最近、Claude で Issue 管理するのにハマってるんですよ。

Claude に「Issue #10 を実装して」とか頼むと、ちゃんと GitHub から Issue を読み込んで実装してくれるじゃないですか。めちゃくちゃ便利!

でも、Issue が多すぎると見づらくなっちゃうんですよね...。かといって1つの Issue に全部詰め込むと、今度は Claude が混乱しちゃう。

「親 Issue と sub-issue で階層化して、Claude に渡すときは sub-issue 単位で細かく指示できたら最高なのに...」

そう思って CLI でサクッと sub-issue を作れるツールを探したんですが、なかった。じゃあ作るか!ということで gh-sub-issue という GitHub CLI extension を作っちゃいました。

https://github.com/yahsan2/gh-sub-issue

背景:GitHub CLI への機能追加提案

もともとは GitHub CLI 本体への機能追加として提案・実装していました。

https://github.com/cli/cli/issues/10298#issuecomment-3162380261

すでにこの issue は存在していて、その中で私は実際に gh issue add-sub コマンドとして実装してみて、以下のような使い方ができるように提案しました:

# issue 番号を指定
gh issue add-sub 123

# URL を指定
gh issue add-sub https://github.com/owner/repo/issues/123

# 別のリポジトリを指定
gh issue add-sub 456 --repo owner/other-repo

しかし、GitHub CLI のメンテナーから「extension として実装してみては?」という提案をいただき、独立した extension として公開することにしました。

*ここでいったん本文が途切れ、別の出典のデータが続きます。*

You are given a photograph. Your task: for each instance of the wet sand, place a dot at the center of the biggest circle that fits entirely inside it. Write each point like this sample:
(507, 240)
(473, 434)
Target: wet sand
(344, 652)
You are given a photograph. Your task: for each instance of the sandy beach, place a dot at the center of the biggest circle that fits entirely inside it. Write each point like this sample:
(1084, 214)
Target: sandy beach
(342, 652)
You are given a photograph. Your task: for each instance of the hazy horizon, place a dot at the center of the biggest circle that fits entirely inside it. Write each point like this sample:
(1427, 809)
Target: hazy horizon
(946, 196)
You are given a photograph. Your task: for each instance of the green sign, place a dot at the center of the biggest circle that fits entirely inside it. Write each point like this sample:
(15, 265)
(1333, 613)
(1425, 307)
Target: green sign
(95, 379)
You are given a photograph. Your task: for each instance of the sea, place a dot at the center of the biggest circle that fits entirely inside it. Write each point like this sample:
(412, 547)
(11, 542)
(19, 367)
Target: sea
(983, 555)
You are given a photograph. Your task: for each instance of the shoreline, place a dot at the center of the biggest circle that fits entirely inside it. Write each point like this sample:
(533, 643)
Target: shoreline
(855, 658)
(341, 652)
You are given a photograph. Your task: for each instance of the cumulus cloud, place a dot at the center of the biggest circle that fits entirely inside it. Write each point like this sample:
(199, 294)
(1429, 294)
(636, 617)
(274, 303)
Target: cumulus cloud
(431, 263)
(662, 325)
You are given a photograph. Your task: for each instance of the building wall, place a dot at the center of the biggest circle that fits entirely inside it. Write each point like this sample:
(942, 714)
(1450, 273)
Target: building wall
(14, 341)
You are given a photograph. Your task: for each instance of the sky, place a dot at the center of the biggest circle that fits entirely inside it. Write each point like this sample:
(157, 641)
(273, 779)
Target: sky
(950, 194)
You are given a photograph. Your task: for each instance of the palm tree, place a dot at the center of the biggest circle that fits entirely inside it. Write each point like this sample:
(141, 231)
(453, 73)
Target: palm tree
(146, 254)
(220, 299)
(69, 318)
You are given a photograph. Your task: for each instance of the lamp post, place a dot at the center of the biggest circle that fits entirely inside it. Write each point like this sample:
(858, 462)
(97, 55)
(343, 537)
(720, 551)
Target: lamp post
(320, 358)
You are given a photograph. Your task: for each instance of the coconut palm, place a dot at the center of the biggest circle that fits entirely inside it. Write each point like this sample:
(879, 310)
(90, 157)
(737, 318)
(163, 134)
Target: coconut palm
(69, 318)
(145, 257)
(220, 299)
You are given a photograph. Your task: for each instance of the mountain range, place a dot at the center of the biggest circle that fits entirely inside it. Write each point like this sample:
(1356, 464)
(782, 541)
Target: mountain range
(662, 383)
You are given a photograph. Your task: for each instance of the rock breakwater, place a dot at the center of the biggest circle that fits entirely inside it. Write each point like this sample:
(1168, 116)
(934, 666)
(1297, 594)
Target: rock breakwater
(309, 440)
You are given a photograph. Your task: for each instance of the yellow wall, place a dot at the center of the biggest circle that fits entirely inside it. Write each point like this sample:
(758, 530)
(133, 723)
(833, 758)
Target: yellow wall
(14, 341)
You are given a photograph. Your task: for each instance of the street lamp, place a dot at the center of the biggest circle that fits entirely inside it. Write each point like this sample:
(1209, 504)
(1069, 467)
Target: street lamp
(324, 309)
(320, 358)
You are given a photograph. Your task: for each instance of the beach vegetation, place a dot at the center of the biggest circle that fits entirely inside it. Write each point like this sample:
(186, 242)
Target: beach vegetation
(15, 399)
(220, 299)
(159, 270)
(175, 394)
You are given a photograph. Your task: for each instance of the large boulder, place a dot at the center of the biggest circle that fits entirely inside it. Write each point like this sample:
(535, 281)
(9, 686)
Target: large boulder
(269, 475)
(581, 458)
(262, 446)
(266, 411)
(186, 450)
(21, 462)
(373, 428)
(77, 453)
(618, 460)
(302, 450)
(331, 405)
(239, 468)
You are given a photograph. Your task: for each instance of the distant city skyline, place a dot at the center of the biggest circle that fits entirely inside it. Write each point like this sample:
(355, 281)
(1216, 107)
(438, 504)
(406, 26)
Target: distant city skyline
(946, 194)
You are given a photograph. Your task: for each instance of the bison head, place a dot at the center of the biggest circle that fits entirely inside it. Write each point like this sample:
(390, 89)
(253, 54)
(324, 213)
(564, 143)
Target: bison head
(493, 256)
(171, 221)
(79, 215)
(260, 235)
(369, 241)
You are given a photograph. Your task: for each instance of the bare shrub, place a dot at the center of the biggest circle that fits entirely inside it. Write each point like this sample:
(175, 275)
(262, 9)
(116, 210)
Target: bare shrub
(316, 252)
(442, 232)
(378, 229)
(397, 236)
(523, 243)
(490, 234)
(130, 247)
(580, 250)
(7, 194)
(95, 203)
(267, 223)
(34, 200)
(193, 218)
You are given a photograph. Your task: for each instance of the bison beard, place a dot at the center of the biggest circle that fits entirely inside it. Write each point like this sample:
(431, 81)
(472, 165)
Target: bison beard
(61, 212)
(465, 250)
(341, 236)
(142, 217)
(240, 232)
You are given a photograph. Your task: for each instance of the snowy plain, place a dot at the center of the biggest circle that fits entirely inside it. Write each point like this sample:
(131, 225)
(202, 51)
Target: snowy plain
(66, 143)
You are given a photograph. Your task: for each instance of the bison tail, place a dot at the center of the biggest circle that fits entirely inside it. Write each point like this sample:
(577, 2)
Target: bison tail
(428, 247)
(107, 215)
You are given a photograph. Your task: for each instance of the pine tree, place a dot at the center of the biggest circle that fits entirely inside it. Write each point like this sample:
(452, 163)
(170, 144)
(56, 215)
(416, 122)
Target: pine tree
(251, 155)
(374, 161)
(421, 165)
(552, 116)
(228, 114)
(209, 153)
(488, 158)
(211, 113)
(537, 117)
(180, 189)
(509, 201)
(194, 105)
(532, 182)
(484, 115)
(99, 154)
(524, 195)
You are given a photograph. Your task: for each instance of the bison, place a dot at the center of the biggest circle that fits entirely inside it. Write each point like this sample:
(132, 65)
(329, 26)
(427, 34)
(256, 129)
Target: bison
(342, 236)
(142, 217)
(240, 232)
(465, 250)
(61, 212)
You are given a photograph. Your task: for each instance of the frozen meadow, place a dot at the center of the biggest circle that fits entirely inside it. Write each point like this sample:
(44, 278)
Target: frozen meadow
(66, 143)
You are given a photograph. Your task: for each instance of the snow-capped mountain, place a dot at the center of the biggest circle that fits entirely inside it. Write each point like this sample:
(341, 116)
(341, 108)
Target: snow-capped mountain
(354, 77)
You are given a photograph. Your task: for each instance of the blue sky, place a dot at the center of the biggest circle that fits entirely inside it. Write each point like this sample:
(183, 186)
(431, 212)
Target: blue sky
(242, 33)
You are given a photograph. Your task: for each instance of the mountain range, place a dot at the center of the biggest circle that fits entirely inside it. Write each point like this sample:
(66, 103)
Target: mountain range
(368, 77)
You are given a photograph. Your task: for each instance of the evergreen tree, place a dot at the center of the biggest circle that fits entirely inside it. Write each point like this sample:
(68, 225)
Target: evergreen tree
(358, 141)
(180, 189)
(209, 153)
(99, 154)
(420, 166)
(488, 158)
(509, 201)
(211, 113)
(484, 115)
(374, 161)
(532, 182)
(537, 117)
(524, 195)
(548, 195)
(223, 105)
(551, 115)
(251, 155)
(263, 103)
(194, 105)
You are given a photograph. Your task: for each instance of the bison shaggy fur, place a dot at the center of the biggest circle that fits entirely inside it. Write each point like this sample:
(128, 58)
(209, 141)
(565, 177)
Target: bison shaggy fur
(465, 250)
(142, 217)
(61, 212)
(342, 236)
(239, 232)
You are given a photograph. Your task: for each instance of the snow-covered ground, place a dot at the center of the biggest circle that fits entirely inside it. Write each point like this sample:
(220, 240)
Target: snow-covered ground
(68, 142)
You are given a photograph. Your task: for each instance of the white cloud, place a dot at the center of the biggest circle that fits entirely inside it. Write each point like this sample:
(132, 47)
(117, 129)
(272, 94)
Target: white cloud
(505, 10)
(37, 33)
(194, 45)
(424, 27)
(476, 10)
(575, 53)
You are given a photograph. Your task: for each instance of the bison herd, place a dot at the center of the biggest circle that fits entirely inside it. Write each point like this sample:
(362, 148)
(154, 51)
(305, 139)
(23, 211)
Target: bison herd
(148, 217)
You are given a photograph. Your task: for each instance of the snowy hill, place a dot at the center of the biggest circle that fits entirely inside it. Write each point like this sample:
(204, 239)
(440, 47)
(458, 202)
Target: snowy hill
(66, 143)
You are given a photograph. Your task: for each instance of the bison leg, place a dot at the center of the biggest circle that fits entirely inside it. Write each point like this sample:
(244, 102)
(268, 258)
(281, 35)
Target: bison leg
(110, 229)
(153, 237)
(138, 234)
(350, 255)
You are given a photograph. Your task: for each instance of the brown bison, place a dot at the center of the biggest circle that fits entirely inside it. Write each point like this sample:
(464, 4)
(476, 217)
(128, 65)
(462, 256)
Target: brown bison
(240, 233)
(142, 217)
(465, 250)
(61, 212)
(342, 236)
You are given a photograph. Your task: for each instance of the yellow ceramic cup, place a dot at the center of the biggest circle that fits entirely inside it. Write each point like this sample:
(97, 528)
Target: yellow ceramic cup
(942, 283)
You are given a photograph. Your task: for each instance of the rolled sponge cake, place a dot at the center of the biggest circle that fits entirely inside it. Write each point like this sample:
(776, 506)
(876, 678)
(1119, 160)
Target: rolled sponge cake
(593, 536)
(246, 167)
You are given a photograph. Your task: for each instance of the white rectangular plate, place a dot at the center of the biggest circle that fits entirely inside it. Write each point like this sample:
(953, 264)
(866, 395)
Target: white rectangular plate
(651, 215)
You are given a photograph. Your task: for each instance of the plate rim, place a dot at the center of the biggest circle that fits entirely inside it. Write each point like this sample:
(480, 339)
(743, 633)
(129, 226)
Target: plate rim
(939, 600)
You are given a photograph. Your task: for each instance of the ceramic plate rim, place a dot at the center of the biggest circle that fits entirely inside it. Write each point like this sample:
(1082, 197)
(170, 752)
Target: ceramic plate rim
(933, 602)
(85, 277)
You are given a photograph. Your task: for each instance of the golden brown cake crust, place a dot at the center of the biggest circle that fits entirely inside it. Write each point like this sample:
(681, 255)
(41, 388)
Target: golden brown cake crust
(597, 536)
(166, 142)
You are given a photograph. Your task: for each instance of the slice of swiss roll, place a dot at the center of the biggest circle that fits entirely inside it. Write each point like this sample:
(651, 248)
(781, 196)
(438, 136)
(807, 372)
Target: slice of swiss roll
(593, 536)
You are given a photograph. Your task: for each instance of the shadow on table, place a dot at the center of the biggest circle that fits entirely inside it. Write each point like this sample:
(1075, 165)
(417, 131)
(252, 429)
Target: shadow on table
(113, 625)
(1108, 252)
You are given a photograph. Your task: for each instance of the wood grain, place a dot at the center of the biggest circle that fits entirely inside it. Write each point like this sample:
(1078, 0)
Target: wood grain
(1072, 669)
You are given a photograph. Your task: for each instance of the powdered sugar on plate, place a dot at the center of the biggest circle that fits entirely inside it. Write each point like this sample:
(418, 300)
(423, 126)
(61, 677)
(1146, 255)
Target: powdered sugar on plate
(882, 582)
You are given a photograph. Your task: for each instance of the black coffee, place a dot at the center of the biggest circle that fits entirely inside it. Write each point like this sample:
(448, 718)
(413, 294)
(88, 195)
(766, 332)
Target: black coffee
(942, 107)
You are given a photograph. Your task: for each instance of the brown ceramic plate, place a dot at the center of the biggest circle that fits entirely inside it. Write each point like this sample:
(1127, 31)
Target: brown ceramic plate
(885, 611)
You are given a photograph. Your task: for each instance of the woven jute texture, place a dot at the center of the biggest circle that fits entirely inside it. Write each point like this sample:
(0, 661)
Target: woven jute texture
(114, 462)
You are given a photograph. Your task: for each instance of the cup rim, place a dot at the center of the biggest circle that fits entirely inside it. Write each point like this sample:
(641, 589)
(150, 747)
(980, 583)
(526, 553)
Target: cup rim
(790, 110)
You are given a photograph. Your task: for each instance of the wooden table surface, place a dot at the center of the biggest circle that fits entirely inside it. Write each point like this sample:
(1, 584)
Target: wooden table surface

gh-sub-issue extension の使い方

インストール

gh extension install yahsan2/gh-sub-issue

基本的な使い方

1. 親 issue に sub-issue を追加

# カレントリポジトリの issue #10 に sub-issue を追加
gh sub-issue create 10

# URL で指定
gh sub-issue create https://github.com/owner/repo/issues/10

# 別のリポジトリを指定
gh sub-issue create 10 --repo owner/other-repo

2. sub-issue のタイトルと本文を指定

# インタラクティブモード(デフォルト)
gh sub-issue create 10

# タイトルを直接指定
gh sub-issue create 10 --title "Implement user authentication"

# タイトルと本文を指定
gh sub-issue create 10 --title "Add tests" --body "Write unit tests for the new feature"

3. 複数の sub-issue を一度に作成

# 複数のタイトルをカンマ区切りで指定
gh sub-issue create 10 --title "Task 1,Task 2,Task 3"

4. ラベルやアサインの設定

# ラベルを追加
gh sub-issue create 10 --title "Bug fix" --label "bug,priority"

# アサインを設定
gh sub-issue create 10 --title "Review PR" --assignee "@me"

# マイルストーンを設定
gh sub-issue create 10 --title "Feature A" --milestone "v1.0"

実装のポイント

GitHub CLI の extension システム

GitHub CLI は extension システムを提供しており、gh extension create コマンドで簡単に作成できます。extension は基本的にシェルスクリプトや任意の実行可能ファイルとして実装でき、gh コマンドのサブコマンドとして動作します。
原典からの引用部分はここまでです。